In various staff rooms, you can hear fools bragging about their drug and alcohol use as if it is some kind of badge of honour. Why would they do this? If and when someone decides to use it against them, they will have to cast their minds back and remember who they have shared the information with. And then they have to determine, probably incorrectly, who it was who used their own idiotic admissions against them.
In another example that validates the practice of keeping those around you in the dark about your personal life, one monumentally ignorant fool started ripping another member of the office when he wasn’t around. He started making weird comments about the individual’s wife and child. If people don’t know anything about you, you don’t have to wonder what they are saying behind your back.
Going after someone’s wife or family is the lowest of the low. But amongst the foreign scum that surfaces in Thailand, the standards are lower than almost anywhere else.

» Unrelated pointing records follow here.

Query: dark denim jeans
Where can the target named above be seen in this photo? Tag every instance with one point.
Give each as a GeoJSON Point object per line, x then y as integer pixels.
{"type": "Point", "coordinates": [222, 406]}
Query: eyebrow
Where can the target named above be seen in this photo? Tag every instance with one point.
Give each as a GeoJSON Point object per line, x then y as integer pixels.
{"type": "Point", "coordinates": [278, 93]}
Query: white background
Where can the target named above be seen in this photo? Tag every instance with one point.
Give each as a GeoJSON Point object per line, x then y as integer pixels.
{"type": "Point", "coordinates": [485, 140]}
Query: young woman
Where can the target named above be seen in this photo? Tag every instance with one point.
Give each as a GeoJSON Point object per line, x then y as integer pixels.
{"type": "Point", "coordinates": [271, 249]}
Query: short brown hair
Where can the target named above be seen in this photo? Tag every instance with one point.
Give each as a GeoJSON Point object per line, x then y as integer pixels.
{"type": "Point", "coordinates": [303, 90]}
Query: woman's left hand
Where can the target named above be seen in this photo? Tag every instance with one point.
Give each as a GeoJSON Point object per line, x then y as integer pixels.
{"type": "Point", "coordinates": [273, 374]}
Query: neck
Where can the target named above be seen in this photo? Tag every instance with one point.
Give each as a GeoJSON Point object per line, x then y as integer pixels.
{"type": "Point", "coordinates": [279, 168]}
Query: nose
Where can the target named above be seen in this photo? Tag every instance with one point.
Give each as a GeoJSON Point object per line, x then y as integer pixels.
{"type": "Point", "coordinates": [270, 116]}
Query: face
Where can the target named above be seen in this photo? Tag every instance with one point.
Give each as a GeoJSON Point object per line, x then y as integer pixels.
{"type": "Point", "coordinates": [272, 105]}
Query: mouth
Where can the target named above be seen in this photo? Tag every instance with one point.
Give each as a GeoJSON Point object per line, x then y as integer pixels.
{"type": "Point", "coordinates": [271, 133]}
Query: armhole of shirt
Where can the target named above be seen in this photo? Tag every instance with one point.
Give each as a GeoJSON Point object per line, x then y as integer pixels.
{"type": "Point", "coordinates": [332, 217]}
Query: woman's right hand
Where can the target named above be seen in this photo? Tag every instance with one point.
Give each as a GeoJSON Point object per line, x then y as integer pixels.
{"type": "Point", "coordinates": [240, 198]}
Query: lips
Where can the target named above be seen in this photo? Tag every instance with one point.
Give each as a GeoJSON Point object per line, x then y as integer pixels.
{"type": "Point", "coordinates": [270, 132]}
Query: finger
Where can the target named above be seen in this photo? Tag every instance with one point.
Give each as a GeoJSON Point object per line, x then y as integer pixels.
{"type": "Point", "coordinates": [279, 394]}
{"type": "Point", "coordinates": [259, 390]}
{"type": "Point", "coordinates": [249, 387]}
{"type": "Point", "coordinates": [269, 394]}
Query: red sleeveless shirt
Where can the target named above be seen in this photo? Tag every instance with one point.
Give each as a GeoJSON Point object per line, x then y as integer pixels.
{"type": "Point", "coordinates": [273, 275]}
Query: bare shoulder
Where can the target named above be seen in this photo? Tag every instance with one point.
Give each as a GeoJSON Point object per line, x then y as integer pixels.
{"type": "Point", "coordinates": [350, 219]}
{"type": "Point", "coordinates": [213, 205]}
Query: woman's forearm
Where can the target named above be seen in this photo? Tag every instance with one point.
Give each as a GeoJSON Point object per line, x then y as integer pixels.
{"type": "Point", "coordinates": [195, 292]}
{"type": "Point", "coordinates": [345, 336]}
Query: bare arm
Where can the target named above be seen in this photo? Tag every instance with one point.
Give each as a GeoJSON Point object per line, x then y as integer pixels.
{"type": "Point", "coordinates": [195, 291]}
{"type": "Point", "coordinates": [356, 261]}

In the small community of expats who live in Thailand, there is a shameless rankism that exists. Humans crave the opportunity to rank themselves against others.
This is nowhere more apparent than when you are living in a foreign country. Because expats have fewer chances to compare themselves to other expats, when the chance does arise, they make the best of it.

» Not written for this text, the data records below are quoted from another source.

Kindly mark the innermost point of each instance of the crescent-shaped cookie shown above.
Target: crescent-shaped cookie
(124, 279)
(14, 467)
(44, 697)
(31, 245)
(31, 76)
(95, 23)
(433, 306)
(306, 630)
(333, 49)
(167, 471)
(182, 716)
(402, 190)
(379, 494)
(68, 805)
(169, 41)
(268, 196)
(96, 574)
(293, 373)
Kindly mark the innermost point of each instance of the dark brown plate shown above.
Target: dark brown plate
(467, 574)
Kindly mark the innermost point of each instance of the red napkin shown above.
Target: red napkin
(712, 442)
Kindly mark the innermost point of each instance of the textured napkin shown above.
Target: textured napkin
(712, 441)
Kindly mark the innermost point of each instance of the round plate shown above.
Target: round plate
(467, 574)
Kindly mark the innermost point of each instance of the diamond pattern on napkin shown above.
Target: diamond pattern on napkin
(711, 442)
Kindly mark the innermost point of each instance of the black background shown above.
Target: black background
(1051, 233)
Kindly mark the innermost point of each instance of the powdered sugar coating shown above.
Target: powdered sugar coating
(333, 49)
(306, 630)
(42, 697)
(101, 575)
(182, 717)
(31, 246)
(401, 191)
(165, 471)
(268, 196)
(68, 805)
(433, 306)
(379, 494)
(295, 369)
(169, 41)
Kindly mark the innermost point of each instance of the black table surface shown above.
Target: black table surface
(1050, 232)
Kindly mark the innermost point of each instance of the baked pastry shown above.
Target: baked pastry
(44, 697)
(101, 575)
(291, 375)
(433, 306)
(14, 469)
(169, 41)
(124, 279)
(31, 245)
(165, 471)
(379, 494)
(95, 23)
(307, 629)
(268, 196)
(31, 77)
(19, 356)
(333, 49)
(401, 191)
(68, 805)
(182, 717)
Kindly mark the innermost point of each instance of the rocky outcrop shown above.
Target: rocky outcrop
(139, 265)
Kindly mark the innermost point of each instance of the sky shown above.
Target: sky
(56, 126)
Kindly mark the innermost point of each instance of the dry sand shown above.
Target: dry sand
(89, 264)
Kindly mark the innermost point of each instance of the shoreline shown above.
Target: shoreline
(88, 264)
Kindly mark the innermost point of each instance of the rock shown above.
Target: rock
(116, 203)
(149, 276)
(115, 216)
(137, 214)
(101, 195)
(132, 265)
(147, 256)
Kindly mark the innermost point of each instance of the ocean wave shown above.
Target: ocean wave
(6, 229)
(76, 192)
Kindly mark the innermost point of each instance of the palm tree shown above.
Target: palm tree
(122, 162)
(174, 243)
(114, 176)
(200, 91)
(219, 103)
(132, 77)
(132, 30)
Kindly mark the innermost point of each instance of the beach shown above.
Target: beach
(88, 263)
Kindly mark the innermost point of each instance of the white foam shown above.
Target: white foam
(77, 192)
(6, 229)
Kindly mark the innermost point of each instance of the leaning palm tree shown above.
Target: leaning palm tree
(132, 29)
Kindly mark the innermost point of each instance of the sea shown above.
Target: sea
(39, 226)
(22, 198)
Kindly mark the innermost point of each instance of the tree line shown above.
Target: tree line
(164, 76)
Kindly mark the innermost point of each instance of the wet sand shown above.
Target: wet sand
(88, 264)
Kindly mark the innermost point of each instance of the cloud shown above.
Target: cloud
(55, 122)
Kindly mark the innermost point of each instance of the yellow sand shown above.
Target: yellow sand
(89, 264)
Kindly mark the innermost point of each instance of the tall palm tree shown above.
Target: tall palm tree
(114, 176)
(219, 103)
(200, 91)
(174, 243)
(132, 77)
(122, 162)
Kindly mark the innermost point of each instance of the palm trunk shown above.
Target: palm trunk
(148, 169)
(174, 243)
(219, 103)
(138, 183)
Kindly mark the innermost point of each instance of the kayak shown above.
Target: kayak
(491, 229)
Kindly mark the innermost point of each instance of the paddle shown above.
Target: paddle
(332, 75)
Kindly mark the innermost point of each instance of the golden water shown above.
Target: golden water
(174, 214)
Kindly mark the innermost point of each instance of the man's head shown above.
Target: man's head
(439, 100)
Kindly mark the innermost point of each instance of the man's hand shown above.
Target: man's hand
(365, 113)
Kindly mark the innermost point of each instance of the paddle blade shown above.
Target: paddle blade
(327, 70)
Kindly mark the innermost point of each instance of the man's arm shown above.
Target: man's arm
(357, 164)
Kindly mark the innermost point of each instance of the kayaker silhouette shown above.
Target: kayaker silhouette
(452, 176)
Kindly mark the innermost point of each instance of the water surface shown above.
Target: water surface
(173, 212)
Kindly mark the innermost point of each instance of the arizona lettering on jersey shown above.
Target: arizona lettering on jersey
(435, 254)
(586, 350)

This is compounded by the fact that Thailand is a bitterly classist society. This habit of looking for any and all means to raise themselves above others must rub off on the expat detritus. Not to suggest that this sentiment doesn’t exist in other countries. But it is much more crass and brazen in Thailand.
Black skin equals poverty, equals a lower class of human being, equals the kind of people who deserve derision and abuse. And an entire region of Thailand is full of poor, dark skinned people who serve the middle and upper classes not just as slave labour, but as a never-ending source to stoke their sense of superiority.
The feeling you get from others constantly sneering at y
ou and your choice of mate is not always shame. It is a weary, fed-up anger that makes you want to shatter skulls. But because you can’t do that, you engage in other types of behaviour that make you feel better and convince you that you are protecting the honour of your wife who happens to be from the region that is culturally acceptable to mock. Secrecy is one way.
And you wonder about those expats who have taken on the habit and enjoy the sneering good times of ranking themselves against others based on their choice of spouse. Because for those expats who have spouses from the upper classes, the sneering rankism falls somewhere else. On them.
For wealthy Thai families whose daughters choose a foreigner as a husband, there is no small amount of finger-pointing, mockery, and yes, shame, that they must endure. Racism is rife in Thailand and while white skinned foreigners don’t suffer the worst of it by any means, there is still plenty of cultural ammunition to train on a young woman who has chosen a foreigner as a husband.
And while the foreigner who has married the daughter of wealthy Thais may not feel the slings as directly as does a foreigner who has married a Thai woman from a poor family, only the dullest-witted of them will not sense that things are not quite right all the time. Only the most devoid of any observation skills will not feel the stares of other well-off families, the smug looks that inform the family weighted down with an embarrassing white-skinned ape that they would never allow such a thing to happen in their precious clan.
But then, those same individuals who couldn’t read such situations would probably also not have any qualms about being supported by their wealthy in-laws. It would not even dawn on them that they are beholden to their wives’ families. Only if the befuddled foreigner decided to move his family back to his home country (with children by then of course) would he possibly find out that dear wife may choose her extended family over him.